Question : 1) If a mutual fund outperforms the market in one : 1373693

 

 

1) If a mutual fund outperforms the market in one period, evidence suggests that this fund is

A) highly likely to consistently outperform the market in subsequent periods due to its superior investment strategy.

B) likely to under-perform the market in subsequent periods to average its overall returns.

C) not likely to consistently outperform the market in subsequent periods.

D) not likely to outperform the market in any subsequent period.

 

2) Studies of mutual fund performance indicate that mutual funds that outperformed the market in one time period usually

A) beat the market in the next time period.

B) beat the market in the next two subsequent time periods.

C) beat the market in the next three subsequent time periods.

D) do not beat the market in the next time period.

 

3) The number and availability of discount brokers has grown rapidly since the mid-1970s. The efficient markets hypothesis predicts that people who use discount brokers

A) will likely earn lower returns than those who use full-service brokers.

B) will likely earn about the same as those who use full-service brokers, but will net more after brokerage commissions.

C) are going against evidence suggesting that full-service brokers can help outperform the market.

D) are likely to outperform the market by a wide margin.

4) When  Happy Feet Corporation announces that their fourth quarter earnings are up 10%, their stock price falls.  This is consistent with the efficient markets hypothesis

A) if earnings were not as high as expected.

B) if earnings were not as low as expected.

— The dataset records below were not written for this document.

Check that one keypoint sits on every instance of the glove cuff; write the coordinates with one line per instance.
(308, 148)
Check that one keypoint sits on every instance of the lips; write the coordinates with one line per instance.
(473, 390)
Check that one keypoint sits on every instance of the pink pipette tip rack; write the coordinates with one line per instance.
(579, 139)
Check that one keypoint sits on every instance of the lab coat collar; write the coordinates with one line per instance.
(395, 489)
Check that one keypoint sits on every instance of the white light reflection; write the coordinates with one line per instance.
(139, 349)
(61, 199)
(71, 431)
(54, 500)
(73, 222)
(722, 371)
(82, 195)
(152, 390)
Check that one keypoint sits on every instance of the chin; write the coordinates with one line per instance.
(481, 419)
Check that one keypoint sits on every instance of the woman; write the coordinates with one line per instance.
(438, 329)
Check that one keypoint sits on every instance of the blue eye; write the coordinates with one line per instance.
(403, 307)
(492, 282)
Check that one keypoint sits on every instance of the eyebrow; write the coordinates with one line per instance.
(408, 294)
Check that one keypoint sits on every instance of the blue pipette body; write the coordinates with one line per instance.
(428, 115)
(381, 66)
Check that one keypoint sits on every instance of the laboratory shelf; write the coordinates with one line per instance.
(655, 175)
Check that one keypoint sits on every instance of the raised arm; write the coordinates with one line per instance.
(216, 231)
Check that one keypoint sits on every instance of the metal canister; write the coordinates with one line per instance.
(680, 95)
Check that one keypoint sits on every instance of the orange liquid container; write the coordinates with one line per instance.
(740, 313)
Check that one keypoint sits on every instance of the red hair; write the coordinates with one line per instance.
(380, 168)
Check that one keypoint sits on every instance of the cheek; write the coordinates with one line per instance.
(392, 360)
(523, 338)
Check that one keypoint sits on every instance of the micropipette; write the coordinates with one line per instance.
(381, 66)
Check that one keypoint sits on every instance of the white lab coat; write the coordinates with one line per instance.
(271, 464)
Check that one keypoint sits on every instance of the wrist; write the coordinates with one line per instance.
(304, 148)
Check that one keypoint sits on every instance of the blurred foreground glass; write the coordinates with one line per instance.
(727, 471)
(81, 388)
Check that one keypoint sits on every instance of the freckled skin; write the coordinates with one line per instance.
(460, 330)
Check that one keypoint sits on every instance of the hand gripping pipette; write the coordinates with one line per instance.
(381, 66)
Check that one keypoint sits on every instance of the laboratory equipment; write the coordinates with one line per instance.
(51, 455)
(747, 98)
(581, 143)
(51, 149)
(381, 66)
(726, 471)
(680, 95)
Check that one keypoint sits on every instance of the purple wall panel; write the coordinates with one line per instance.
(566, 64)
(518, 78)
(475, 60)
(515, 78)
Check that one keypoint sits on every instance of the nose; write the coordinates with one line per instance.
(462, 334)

C) if a merger is anticipated.

D) the company just invented a new bunion product.

 

5) To say that stock prices follow a “random walk” is to argue that stock prices

A) rise, then fall, then rise again.

B) rise, then fall in a predictable fashion.

C) tend to follow trends.

D) cannot be predicted based on past trends.

 

6) The efficient markets hypothesis predicts that stock prices follow a “random walk.” The implication of this hypothesis for investing in stocks is

A) a “churning strategy” of buying and selling often to catch market swings.

B) turning over your stock portfolio each month, selecting stocks by throwing darts at the stock page.

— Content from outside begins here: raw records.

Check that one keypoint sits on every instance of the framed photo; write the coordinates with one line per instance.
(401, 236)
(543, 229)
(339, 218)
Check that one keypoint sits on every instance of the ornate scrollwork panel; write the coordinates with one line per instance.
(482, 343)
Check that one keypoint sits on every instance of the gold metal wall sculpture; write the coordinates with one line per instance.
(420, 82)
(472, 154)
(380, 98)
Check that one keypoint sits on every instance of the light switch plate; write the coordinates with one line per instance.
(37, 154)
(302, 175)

C) a “buy and hold strategy” of holding stocks to avoid brokerage commissions.

D) following the advice of technical analysts.

 

7) Rules used to predict movements in stock prices based on past patterns are, according to the efficient markets hypothesis,

A) a waste of time.

B) profitably employed by all financial analysts.

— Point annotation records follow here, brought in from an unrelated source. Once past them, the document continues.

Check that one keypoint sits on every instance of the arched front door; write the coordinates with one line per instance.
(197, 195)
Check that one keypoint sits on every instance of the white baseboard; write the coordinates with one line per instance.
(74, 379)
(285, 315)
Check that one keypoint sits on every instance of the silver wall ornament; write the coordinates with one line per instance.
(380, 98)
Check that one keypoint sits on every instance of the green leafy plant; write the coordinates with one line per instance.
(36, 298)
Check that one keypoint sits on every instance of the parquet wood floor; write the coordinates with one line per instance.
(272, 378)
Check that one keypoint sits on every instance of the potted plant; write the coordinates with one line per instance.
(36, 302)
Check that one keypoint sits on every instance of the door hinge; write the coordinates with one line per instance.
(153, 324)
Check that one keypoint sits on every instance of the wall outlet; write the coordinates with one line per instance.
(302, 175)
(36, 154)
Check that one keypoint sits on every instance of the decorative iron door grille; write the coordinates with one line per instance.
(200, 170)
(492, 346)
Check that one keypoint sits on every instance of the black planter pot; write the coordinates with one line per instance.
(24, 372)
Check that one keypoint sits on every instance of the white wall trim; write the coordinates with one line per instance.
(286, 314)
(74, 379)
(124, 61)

C) the most efficient rules to employ.

D) consistent with the random walk hypothesis.

 

8) Tests used to rate the performance of rules developed in technical analysis conclude that technical analysis

A) outperforms the overall market.

B) far outperforms the overall market, suggesting that stockbrokers provide valuable services.

C) does not outperform the overall market.

D) does not outperform the overall market, suggesting that stockbrokers do not provide services of any value.

9) Which of the following accurately summarize the empirical evidence about technical analysis?

A) Technical analysts fare no better than other financial analysis?on average they do not outperform the market.

B) Technical analysts tend to outperform other financial analysis, but on average they nevertheless under-perform the market.

C) Technical analysts fare no better than other financial analysis, and like other financial analysts they outperform the market.

D) Technical analysts fare no better than other financial analysis, and like other financial analysts they under-perform the market.

 

10) The small-firm effect refers to the

A) negative returns earned by small firms.

B) returns equal to large firms earned by small firms.

C) abnormally high returns earned by small firms.

D) low returns after adjusting for risk earned by small firms.